Recognizing the Invisible


Too often in our society, homeless persons are devalued, ignored, and treated with much less respect than they deserve.They become accustomed to people walking by with only a disgusted glance in their direction.This lack of acknowledgment is dehumanizing.

Earlier this week, advocates in Rhode Island gathered to acknowledge and memorialize the lives of over 35 individuals who died homeless in the state in 2011.We commend Beneficent Church in Providence for the service they held and the time they dedicated to honor those our society failed.At the memorial, names were read aloud and thirty-five candles were lit for each person, as well as an extra for those who may have been neglected.It can be very difficult to track homeless deaths and oftentimes they are left without any memorial to mark the lives they led.The service in Rhode Island is an important reminder that, like all human beings, each and every homeless person is valuable and unique.
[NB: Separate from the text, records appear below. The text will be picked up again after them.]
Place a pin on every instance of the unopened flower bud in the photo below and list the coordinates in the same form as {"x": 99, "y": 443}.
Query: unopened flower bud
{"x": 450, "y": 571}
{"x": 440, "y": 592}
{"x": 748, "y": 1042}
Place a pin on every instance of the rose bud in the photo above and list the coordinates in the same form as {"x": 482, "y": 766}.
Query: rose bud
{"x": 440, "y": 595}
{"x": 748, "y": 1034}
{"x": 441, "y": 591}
This memorial comes while cities across the country are enacting criminalization laws that sweep homeless persons out of public view, making it difficult for them to consistently access services from community groups.
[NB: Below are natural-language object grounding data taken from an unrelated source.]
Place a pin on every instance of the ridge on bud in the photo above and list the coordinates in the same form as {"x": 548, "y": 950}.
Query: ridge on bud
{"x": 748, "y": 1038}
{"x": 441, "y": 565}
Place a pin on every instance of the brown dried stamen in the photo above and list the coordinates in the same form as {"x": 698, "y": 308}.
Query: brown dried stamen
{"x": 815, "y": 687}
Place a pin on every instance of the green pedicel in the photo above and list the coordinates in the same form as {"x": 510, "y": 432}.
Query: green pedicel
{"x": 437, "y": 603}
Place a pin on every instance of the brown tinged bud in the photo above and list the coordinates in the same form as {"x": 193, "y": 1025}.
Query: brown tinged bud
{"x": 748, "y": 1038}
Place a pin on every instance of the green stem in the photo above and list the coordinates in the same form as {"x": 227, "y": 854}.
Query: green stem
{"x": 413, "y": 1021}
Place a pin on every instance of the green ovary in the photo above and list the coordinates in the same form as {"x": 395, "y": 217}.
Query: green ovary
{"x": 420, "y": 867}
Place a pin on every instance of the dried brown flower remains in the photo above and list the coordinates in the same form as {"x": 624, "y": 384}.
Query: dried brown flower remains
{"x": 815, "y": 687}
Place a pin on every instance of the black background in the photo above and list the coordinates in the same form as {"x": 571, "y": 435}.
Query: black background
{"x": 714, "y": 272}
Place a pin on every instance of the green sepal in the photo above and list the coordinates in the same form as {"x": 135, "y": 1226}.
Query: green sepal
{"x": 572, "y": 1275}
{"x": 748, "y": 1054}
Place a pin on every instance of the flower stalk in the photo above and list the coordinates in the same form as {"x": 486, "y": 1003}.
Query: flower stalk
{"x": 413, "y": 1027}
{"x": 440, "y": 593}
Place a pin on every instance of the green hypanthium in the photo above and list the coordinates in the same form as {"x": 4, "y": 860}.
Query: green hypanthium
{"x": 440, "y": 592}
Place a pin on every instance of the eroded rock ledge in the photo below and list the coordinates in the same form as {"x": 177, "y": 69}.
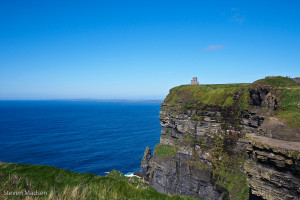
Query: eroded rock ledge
{"x": 273, "y": 168}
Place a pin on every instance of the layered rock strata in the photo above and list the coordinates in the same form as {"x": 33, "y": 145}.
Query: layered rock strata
{"x": 273, "y": 168}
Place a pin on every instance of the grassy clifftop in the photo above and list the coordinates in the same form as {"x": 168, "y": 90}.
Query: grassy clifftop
{"x": 212, "y": 95}
{"x": 53, "y": 183}
{"x": 227, "y": 95}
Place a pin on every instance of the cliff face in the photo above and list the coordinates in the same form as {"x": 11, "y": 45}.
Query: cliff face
{"x": 203, "y": 147}
{"x": 184, "y": 162}
{"x": 273, "y": 168}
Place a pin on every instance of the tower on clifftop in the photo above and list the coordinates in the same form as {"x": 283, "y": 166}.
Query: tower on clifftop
{"x": 194, "y": 81}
These laws, which range from prohibiting loitering, begging, or camping/sleeping in public, have proven to be very costly. Numerous studies show that supportive housing and emergency shelter cost a lot less money than putting homeless persons in jail.But beyond the practical financial considerations, it is important that we provide homeless persons the respect they deserve as individuals and do what we can to improve their situations.

The service in Rhode Island is important, but we must work to prevent unnecessary deaths from ever happening in the first place.More must be done to acknowledge homeless persons in our society and provide them with the services they require.